Em que dia, ao certo, é que a Muau deixou de aparecer?
A última vez que a vi foi na véspera de Ano Novo – disso tenho a certeza. Devorara o salmão que sobrara dos rolos maki que eu fizera. Quando a chamei, respondera com o «muau» da praxe. Para não variar.

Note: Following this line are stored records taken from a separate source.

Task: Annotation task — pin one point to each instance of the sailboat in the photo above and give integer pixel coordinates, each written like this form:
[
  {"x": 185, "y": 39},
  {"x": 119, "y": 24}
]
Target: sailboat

No dia seguinte, porém, e nos dias depois desse, volatilizou-se. Lembro-me de achar piada à situação e de pensar para mim mesma que ela devia ter tirado umas merecidas férias de Ano Novo. Mas passou uma semana, que se prolongou por um mês, e nem sinal da Muau.
Passaram três meses desde que Nishino partira, e os seus telefonemas tinham-se tornado menos frequentes.
Fui abandonada pela minha amante e pelo meu bom amigo. Dava por mim a sussurrar estas palavras quando saía ao encontro do sol de inverno que inundava a varanda.
«Tenho saudades tuas, Muau», cheguei ao ponto de declarar em voz alta.
Escusado será dizer que não confessei que Nishino me fazia falta.
Lavei muito bem o prato da Muau e guardei-o na prateleira de baixo no móvel da cozinha. Volta e meia, apareciam outros gatos na varanda, mas nunca me dei ao trabalho de os alimentar. Outras vezes, dava por mim a recordar o timbre de voz e as expressões de Nishino, a maneira como se revelava ao mesmo tempo desprendido e sensível.
O que receava ele? E porque tivera eu tanto medo de o amar, já agora? Na altura, tudo isto fazia perfeito sentido. Com o passar do tempo, porém, da mesma forma que os movimentos ágeis da Muau se diluíram na memória, as minhas certezas tornaram-se mais vagas.
Ainda hoje, onde quer que esteja, pergunto-me se Nishino continua a ter cuidado para não se apaixonar. Será que continua a falar ao telefone com todas aquelas mulheres – e a seduzir algumas – com a sua voz doce?
Devia ter servido sardinhas e carapaus todos os dias. A Nishino, quero dizer. Talvez assim tivéssemos sido felizes até à morte. Há momentos em que esse pensamento me persegue, mas felizmente esvaem-se depressa, e só restam as saudades da gata. Sinto falta da Muau. Profundamente.
Muau, digo em voz alta. E a seguir murmuro também o nome dele.
Nishino.
O sol de inverno continua a inundar a minha varanda.
20 Gato escama-de-tartaruga, tricolor, com pelagem cor de laranja. (N. da T.)